The contributions of insulin (IRI), glucagon (IRG), and corticosterone production to the glycemic changes associated with age and starvation were examined in 3 and 6 month old ob/ob and lean mice. Three month old ob/ob mice had elevated glucose levels under all feeding conditions, but in older obese mice basal hyperglycemia was evident only after 48 hours of food deprivation. These age differences in glycoregulation were not consistently related to changes of IRI, IRG, or corticosterone concentrations. Similarly, the mild diabetes associated with senescence in lean mice was only evident during food deprivation. This abnormality in glycoregulation was also independent of decreased IRI or elevated diabetogenic hormone concentrations. Our results indicate that there is no simple hormonal basis for the partial remission of diabetes in older ob/ob mice, or for the development of mild diabetes in aging lean mice. Additionally, these data suggest that the tissue 'resistance' that is associated with chronic insulin overproduction might also develop in response to persistent overproduction of other metabolically-active hormones.

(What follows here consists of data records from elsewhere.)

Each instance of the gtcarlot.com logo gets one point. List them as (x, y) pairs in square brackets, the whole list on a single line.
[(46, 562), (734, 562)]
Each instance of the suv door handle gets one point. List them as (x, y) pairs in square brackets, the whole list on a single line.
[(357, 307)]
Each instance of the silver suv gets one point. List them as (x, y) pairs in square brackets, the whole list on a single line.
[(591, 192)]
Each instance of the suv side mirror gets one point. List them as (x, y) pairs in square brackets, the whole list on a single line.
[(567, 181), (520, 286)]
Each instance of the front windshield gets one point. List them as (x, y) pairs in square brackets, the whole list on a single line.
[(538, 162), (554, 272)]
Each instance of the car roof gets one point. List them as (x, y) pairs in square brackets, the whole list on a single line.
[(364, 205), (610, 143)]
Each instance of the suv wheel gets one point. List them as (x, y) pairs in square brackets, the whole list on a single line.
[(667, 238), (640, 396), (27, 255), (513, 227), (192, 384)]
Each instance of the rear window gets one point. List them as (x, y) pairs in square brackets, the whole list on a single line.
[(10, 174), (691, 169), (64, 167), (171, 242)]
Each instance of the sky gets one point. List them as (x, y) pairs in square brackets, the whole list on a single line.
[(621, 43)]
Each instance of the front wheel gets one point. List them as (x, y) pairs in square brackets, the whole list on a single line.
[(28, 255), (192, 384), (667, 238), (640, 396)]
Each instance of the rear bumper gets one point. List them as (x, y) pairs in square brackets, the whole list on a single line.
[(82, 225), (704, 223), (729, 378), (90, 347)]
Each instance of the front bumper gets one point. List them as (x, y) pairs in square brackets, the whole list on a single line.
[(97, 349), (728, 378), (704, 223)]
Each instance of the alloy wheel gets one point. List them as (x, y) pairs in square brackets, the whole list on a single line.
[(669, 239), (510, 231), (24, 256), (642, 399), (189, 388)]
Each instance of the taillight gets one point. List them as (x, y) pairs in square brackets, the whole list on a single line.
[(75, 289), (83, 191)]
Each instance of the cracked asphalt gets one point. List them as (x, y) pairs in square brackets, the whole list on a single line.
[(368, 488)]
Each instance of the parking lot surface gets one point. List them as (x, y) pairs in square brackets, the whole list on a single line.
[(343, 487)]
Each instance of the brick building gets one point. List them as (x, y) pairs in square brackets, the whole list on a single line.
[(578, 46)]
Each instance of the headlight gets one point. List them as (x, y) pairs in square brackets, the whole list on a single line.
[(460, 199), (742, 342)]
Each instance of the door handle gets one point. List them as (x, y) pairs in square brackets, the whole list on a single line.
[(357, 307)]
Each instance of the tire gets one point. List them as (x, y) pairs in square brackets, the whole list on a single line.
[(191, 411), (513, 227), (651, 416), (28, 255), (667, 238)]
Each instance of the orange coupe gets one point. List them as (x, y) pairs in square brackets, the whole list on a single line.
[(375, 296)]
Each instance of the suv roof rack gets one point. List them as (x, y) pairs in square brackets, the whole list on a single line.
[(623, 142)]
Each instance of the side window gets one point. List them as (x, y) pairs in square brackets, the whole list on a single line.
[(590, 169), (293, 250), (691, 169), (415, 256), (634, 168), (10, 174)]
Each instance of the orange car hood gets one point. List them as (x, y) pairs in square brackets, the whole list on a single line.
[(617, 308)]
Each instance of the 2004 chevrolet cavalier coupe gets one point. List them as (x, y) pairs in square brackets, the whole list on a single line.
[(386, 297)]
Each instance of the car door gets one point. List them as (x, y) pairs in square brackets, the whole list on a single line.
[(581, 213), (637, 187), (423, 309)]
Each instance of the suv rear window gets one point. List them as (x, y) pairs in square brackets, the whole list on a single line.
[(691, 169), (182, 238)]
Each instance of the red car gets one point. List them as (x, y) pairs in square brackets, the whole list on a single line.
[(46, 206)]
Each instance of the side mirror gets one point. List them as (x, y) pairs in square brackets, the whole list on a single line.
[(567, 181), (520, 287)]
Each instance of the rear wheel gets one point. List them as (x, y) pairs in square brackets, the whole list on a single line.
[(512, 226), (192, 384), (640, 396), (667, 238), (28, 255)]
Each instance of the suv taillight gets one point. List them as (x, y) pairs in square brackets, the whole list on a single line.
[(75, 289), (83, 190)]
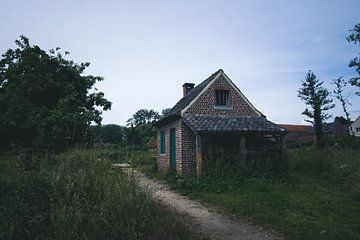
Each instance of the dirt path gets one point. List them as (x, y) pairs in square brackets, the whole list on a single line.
[(204, 220)]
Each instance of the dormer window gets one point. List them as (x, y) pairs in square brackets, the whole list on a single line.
[(222, 97)]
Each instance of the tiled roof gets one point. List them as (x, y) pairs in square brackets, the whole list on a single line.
[(296, 128), (183, 102), (211, 123)]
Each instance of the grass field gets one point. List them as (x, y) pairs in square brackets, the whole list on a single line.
[(318, 199), (78, 195)]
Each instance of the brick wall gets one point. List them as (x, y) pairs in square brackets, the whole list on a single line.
[(188, 149), (185, 137), (163, 160), (206, 102)]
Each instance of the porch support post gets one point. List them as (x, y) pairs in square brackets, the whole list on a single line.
[(243, 149), (199, 156), (283, 150)]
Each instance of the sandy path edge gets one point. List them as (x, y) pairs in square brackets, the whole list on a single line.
[(204, 220)]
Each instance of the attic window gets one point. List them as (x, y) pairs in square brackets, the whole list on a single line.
[(222, 97)]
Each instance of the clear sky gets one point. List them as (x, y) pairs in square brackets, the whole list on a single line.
[(146, 50)]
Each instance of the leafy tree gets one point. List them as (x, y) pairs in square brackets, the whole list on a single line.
[(165, 111), (143, 116), (340, 84), (317, 98), (140, 131), (45, 100), (354, 37)]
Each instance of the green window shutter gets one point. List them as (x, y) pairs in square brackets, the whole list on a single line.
[(162, 142)]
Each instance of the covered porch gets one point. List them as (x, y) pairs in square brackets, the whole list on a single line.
[(245, 139)]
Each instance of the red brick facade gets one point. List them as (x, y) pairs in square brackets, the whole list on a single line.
[(206, 102), (185, 137)]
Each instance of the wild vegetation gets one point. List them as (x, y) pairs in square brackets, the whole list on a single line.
[(49, 189), (319, 198), (78, 195)]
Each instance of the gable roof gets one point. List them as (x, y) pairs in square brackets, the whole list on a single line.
[(296, 128), (211, 123), (191, 97)]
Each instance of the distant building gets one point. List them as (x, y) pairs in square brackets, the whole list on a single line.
[(337, 129), (299, 133), (215, 115), (355, 127)]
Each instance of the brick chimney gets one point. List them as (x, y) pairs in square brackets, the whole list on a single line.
[(187, 87)]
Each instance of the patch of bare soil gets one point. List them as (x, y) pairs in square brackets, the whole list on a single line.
[(203, 220)]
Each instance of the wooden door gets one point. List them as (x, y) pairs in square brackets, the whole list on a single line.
[(172, 149)]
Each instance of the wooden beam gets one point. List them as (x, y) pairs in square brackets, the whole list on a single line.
[(199, 156), (283, 148), (243, 153)]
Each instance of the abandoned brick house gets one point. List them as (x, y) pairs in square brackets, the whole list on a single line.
[(213, 113)]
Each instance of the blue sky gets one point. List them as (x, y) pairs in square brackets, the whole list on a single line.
[(146, 50)]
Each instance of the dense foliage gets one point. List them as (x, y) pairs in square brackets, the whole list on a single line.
[(317, 98), (45, 100), (354, 37)]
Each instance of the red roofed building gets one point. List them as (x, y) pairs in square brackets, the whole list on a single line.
[(299, 133)]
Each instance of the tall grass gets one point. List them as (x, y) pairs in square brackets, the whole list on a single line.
[(76, 196), (319, 198)]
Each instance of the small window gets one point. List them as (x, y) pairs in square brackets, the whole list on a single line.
[(162, 142), (222, 97)]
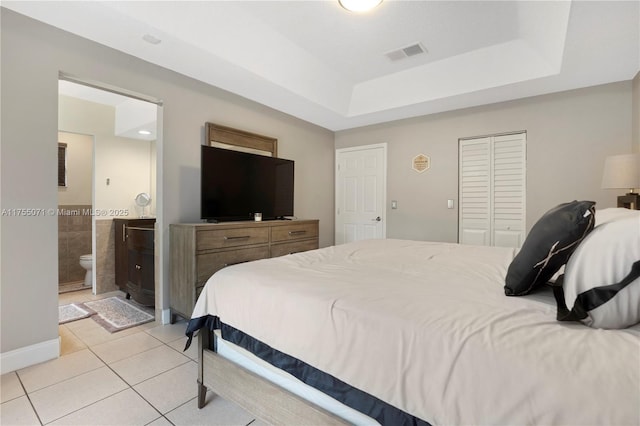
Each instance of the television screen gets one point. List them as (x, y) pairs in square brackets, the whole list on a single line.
[(235, 185)]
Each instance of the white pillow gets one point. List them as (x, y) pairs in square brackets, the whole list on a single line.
[(606, 257), (607, 215)]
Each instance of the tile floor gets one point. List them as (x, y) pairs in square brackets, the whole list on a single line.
[(138, 376)]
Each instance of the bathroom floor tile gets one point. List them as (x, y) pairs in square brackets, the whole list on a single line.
[(93, 335), (217, 411), (61, 399), (69, 342), (148, 364), (124, 347), (60, 369), (171, 389), (123, 408), (10, 387), (18, 412)]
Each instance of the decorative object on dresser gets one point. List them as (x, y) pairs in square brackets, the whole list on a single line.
[(200, 249), (134, 259), (623, 172)]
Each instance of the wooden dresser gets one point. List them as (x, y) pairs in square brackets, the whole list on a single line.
[(197, 250)]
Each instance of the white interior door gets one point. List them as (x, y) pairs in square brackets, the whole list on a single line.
[(361, 193)]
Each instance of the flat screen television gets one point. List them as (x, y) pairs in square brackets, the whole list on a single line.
[(236, 185)]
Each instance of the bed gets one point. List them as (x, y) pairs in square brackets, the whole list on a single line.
[(406, 332)]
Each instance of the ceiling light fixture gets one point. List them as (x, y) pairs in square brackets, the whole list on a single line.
[(359, 5)]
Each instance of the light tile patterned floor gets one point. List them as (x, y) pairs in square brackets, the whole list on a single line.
[(138, 376)]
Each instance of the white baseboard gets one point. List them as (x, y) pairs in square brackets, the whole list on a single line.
[(29, 355), (166, 316)]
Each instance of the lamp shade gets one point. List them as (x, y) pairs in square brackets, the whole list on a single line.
[(621, 171)]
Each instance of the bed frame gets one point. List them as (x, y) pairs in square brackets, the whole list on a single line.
[(259, 396)]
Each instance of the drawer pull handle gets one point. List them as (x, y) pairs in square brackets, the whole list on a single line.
[(242, 237)]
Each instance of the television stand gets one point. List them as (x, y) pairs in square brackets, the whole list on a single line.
[(197, 250)]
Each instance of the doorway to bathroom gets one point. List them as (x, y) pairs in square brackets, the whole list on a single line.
[(107, 158)]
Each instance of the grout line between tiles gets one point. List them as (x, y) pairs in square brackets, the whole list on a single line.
[(29, 399)]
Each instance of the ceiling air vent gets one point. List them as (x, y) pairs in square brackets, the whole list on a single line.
[(405, 52)]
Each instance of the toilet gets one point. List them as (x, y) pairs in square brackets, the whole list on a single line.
[(86, 261)]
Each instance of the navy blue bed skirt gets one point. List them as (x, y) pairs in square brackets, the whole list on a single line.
[(363, 402)]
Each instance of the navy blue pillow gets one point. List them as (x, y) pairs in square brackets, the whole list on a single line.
[(549, 245)]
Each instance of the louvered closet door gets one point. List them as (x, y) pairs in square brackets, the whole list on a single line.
[(492, 190), (475, 192), (509, 190)]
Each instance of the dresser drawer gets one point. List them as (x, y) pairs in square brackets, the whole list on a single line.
[(294, 231), (293, 247), (212, 239), (207, 264)]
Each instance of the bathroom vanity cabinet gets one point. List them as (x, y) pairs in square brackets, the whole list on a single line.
[(134, 259)]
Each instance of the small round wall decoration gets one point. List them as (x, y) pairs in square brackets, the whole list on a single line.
[(421, 163)]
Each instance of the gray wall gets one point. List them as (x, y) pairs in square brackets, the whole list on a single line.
[(32, 56), (636, 113), (568, 136)]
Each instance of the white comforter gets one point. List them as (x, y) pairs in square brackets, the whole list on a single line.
[(427, 328)]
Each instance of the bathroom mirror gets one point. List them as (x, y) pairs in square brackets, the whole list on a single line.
[(143, 200)]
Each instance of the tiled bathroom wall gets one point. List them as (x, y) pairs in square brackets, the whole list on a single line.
[(74, 240), (105, 256)]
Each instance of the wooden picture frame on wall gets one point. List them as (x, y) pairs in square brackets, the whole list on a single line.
[(230, 138)]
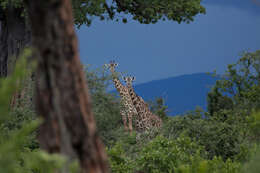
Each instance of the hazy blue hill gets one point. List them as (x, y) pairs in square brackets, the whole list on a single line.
[(181, 93)]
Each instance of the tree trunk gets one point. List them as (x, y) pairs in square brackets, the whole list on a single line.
[(15, 34), (62, 97)]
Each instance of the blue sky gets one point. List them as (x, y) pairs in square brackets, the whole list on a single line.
[(168, 49)]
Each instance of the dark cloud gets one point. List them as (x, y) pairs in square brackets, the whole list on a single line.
[(252, 6)]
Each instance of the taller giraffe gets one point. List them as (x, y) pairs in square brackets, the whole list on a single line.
[(145, 119), (128, 108)]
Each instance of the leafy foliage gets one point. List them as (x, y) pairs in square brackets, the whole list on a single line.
[(142, 11)]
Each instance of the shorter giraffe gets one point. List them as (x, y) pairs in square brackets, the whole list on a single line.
[(145, 119), (128, 107)]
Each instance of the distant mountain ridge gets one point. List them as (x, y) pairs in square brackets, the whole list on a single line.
[(181, 93)]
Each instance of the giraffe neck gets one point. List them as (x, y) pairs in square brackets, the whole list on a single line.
[(137, 102), (118, 85)]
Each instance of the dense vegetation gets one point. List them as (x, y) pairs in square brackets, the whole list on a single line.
[(225, 138)]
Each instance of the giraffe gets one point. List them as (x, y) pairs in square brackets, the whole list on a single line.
[(146, 120), (128, 110)]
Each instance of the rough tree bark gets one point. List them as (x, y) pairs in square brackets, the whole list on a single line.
[(15, 34), (62, 97)]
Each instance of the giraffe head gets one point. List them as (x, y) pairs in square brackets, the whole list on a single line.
[(129, 80), (111, 66)]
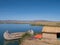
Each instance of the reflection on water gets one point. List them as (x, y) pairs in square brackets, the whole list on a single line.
[(12, 42)]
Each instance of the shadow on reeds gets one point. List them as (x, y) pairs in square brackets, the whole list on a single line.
[(11, 42)]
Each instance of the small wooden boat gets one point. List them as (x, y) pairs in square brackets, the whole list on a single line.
[(11, 36)]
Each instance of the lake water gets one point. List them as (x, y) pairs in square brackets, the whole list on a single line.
[(16, 28)]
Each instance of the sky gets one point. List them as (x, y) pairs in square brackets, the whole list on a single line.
[(30, 10)]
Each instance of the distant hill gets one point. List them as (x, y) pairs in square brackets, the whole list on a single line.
[(34, 22)]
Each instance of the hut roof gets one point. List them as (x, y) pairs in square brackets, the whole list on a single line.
[(50, 29)]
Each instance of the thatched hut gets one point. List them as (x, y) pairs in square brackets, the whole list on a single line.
[(51, 32)]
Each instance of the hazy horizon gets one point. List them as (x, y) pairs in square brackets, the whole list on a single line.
[(30, 10)]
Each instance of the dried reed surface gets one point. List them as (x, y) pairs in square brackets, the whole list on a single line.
[(51, 29), (41, 42)]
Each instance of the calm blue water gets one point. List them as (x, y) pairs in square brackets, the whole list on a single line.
[(16, 28)]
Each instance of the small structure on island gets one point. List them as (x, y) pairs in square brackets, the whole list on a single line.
[(50, 32)]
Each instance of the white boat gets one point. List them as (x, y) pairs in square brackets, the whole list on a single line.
[(11, 36)]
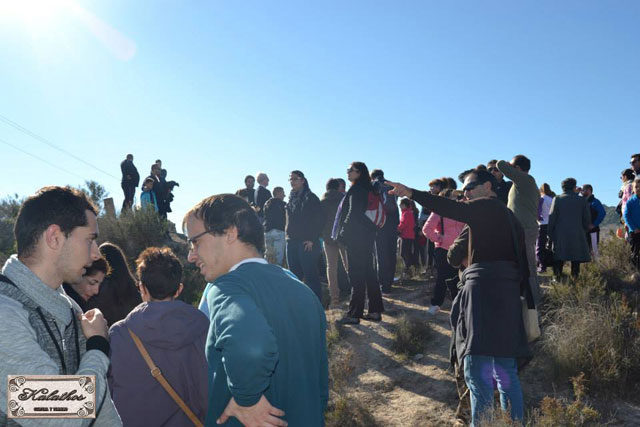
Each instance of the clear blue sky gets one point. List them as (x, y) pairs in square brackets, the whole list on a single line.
[(218, 90)]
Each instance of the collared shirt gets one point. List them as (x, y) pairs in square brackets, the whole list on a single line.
[(244, 261)]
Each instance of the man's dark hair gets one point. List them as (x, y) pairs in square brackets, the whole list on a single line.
[(63, 206), (223, 211), (464, 174), (483, 176), (160, 271), (522, 162), (437, 182), (98, 266), (449, 182), (569, 184), (628, 174), (377, 173), (333, 184)]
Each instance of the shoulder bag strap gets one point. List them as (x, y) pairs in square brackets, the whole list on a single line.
[(155, 373)]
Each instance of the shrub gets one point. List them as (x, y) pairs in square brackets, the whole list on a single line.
[(347, 411), (591, 324), (410, 335), (555, 412)]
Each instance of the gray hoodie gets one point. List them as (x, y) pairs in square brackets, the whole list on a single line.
[(20, 352)]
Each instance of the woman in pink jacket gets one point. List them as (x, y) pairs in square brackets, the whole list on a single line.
[(407, 232), (443, 231)]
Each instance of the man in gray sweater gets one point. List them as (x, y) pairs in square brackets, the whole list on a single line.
[(43, 331)]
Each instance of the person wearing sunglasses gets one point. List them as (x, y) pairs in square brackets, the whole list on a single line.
[(486, 316), (502, 191)]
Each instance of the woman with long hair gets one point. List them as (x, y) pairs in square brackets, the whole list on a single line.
[(118, 292), (305, 221), (543, 254), (358, 234)]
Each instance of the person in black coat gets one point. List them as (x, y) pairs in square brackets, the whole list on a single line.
[(130, 180), (305, 220), (358, 234), (386, 247)]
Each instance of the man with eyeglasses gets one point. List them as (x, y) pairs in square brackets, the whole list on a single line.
[(266, 346), (502, 190), (486, 316), (635, 163)]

Glucose and endocrine responses to hypothalamic electrical stimulation in rats.

The effect of ventromedial (VMN) or basolateral (LHA) hypothalamic electrical stimulation on glucose and hormone production was examined in conscious and anesthetized male rats. Barbiturate treatment alone led to large increases of corticosterone and smaller but significant increases of glucose, insulin, and glucagon. When hypothalamic stimulation was combined with anesthesia, interactions between the hypothalamic sites and the awake-anesthetized conditions were observed. This was most evident with LHA placements, as awake rats exhibited mild hypoglycemia and hypoglucagonemia in response to low-level (approximately 10 microA rms) current, but no effects on these values were seen with VMN electrodes. With barbiturate anesthesia, the same level of stimulation led to severe hyperglycemia in both VMN and LHA rats and a mild hyperglucagonemia in the LHA group. No consistent effects of stimulation on immunoreactive insulin or corticosterone were detected at either hypothalamic site or in any anesthesia condition. The present results point out the important role anesthetics may play in studies defining functional aspects of the hypothalamus. Furthermore, our inability to elicit consistent autonomic responses with electrical stimulation, when compared with the effectiveness of both metabolic agents and pharmacologic stimuli, suggests that the sites integrating autonomic function may be diffusely distributed over the basal diencephalon.